Annie: “Neen, toch niet. Toch niet als kind, in ieder geval. Toen ik ouder werd soms wel. Ik hoorde mensen vertellen over diegene die tijdens de oorlog ‘verkeerd’ waren geweest. En toen wilde ik niet meer zwijgen. Vanaf toen ben ik over mijn vader gaan vertellen. De andere kant va n het verhaal, over al die mensen die onterecht zijn opgepakt.”

Is je vader als een verbitterd man gestorven?

Annie: “Neen, vader heeft geleefd en is gestorven als een gelukkig mens. Toch heeft het hem getekend. Mijn vader was een goede stielman en had klanten genoeg maar met de jaren zijn mijn ouders teruggeplooid op een vriendenkring van medeslachtoffers. Wie hetzelfde had meegemaakt zocht elkaar op. Zo gebruik ik nog steeds handdoeken die mijn moeder kocht van mensen die ook ‘binnen’ hadden gezeten. Visites eindigden altijd op hetzelfde onderwerp: ‘Vergeven en vergeten, ja…’ Dan staarden ze naar de grond tot – meestal de vrouwen – zeiden: “Laten we nu maar over iets anders praten.”

Tot slot: wie heb je met je boek willen bereiken?

Annie: “Iedereen.

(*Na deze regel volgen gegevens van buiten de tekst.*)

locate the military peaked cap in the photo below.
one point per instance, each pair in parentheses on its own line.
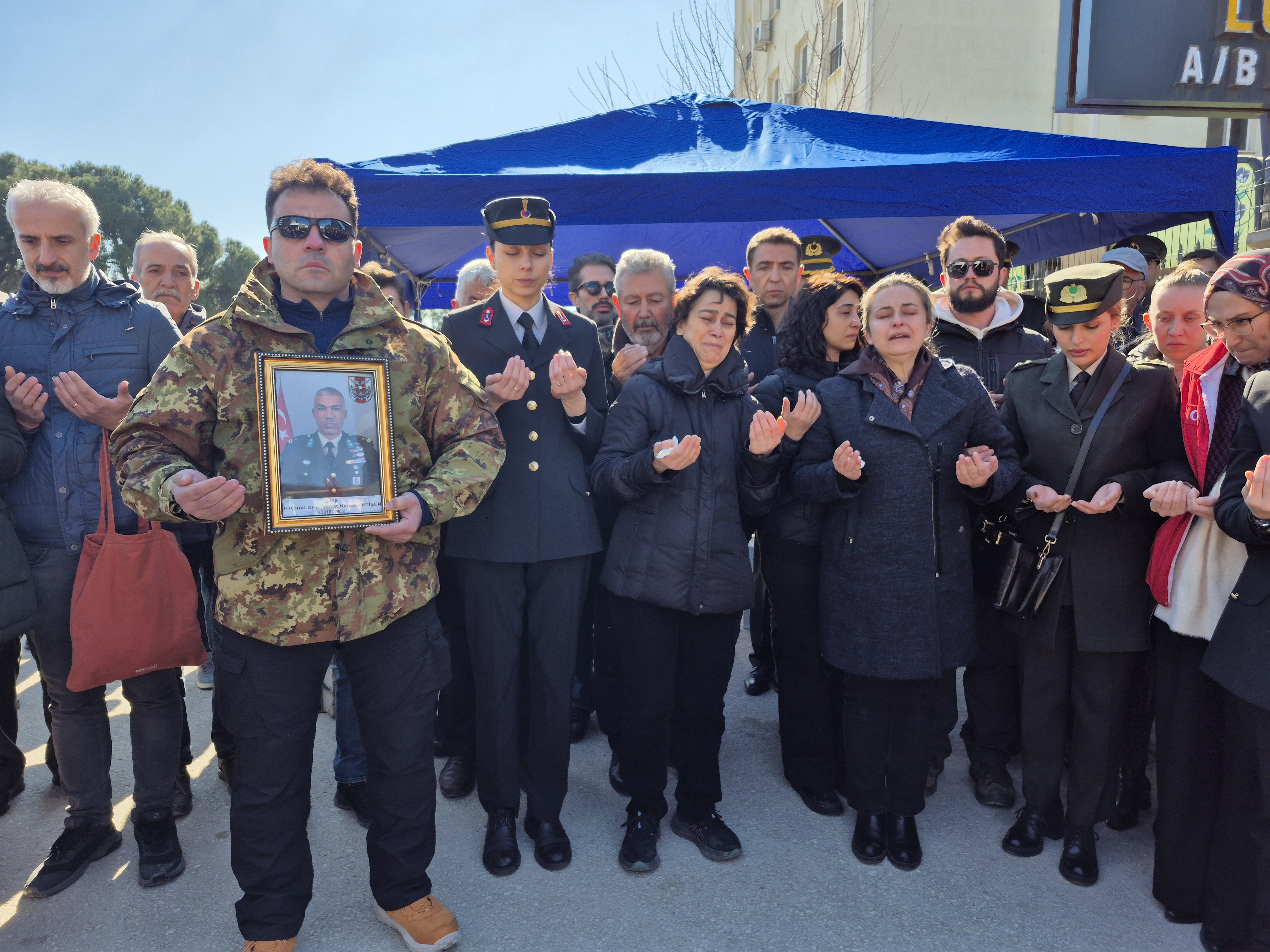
(524,220)
(1081,294)
(819,253)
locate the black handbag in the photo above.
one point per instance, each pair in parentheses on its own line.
(1012,574)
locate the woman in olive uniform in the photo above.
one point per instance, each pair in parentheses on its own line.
(1074,654)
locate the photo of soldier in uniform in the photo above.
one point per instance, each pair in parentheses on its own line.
(331,466)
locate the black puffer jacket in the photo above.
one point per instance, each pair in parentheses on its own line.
(999,352)
(793,519)
(17,590)
(679,541)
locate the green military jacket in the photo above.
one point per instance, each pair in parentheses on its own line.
(200,412)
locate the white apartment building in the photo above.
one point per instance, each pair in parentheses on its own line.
(982,63)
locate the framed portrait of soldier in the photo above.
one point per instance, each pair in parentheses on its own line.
(326,442)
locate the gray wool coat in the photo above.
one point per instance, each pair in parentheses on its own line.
(896,583)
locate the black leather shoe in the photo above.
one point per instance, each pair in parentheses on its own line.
(904,847)
(502,857)
(580,722)
(712,836)
(1033,827)
(994,786)
(159,857)
(70,856)
(1080,861)
(1182,917)
(458,777)
(352,798)
(182,798)
(933,775)
(552,847)
(639,845)
(869,842)
(615,776)
(759,681)
(1133,795)
(821,800)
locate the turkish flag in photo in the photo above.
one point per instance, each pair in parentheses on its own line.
(285,432)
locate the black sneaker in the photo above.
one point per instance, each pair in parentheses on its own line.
(182,798)
(352,797)
(639,845)
(712,836)
(70,856)
(161,859)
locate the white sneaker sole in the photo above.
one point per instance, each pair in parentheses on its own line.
(443,944)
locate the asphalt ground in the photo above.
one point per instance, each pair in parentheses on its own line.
(796,888)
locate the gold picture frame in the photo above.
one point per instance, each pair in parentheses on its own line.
(326,442)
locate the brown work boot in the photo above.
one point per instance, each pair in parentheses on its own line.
(426,926)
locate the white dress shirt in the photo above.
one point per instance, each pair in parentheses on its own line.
(539,315)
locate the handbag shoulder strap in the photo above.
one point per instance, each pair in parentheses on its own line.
(1085,447)
(106,521)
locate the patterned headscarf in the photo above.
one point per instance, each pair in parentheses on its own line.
(1247,276)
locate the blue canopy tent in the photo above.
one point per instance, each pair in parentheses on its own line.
(697,176)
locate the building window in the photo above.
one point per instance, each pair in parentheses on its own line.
(836,50)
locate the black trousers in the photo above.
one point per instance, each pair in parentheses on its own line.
(676,670)
(457,710)
(608,677)
(12,760)
(991,687)
(1140,714)
(1238,907)
(1189,708)
(811,717)
(760,618)
(887,729)
(270,699)
(524,612)
(1086,689)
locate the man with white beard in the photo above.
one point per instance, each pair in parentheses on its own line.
(78,347)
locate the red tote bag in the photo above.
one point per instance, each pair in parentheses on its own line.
(134,607)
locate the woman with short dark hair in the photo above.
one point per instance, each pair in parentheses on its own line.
(896,593)
(820,336)
(686,450)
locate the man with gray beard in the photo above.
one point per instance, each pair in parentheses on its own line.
(78,347)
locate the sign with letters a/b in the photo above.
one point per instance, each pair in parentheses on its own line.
(1184,58)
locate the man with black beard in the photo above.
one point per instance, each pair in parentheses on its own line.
(979,324)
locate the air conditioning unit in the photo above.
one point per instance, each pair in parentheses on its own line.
(764,35)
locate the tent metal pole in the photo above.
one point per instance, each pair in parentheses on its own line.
(848,244)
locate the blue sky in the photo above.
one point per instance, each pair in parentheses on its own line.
(205,98)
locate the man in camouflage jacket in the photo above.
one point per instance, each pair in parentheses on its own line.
(289,602)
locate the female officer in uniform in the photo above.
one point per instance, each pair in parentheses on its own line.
(1074,654)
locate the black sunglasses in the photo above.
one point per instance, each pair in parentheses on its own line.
(982,268)
(297,227)
(595,288)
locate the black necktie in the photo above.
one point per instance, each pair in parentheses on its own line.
(530,343)
(1083,380)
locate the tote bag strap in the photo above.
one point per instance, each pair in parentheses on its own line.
(1052,536)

Zowel slachtoffers van repressie als collaborateurs. Ik wil evengoed de ‘Vlaminghaters’ bewijzen dat er een andere kant van het verhaal is. Wie mijn vader gekend heeft, is geïnteresseerd in zijn verhaal maar de meeste interesse komt natuurlijk uit de hoek van diegenen die hetzelfde hebben meegemaakt.”

Trui Lievens
Krant van West-Vlaanderen, Actueel, vrijdag 11 februari 2005


‘Geen verklikking’ is uitverkocht en niet meer te verkrijgen


Maar nog regelmatig op bezoek…
Uitgeweken Kortemarkse
Annie Tanghe, geboren in Kortemark op 20 april 1940 woont al 26 jaar in Gullegem. Ze studeerde Huishoudkunde in Tielt en stond 25 jaar in het onderwijs. Met ‘Geen verklikking’ is Annie niet aan haar proefstuk toe, ze is de auteur van twee dichtbundels: ‘Loflied voor een stille gek’ en ‘De kleine dwaasheid.’
Annie verliet Kortemark 39 jaar geleden maar komt er nog regelmatig. Eerst om haar vader Jules te bezoeken die stierf op 12 januari 2000. Ook nu heeft ze hier nog vele contacten. Haar zoon Steven Kimpe woont in Gits, haar broer Jan Tanghe woont in Brugge.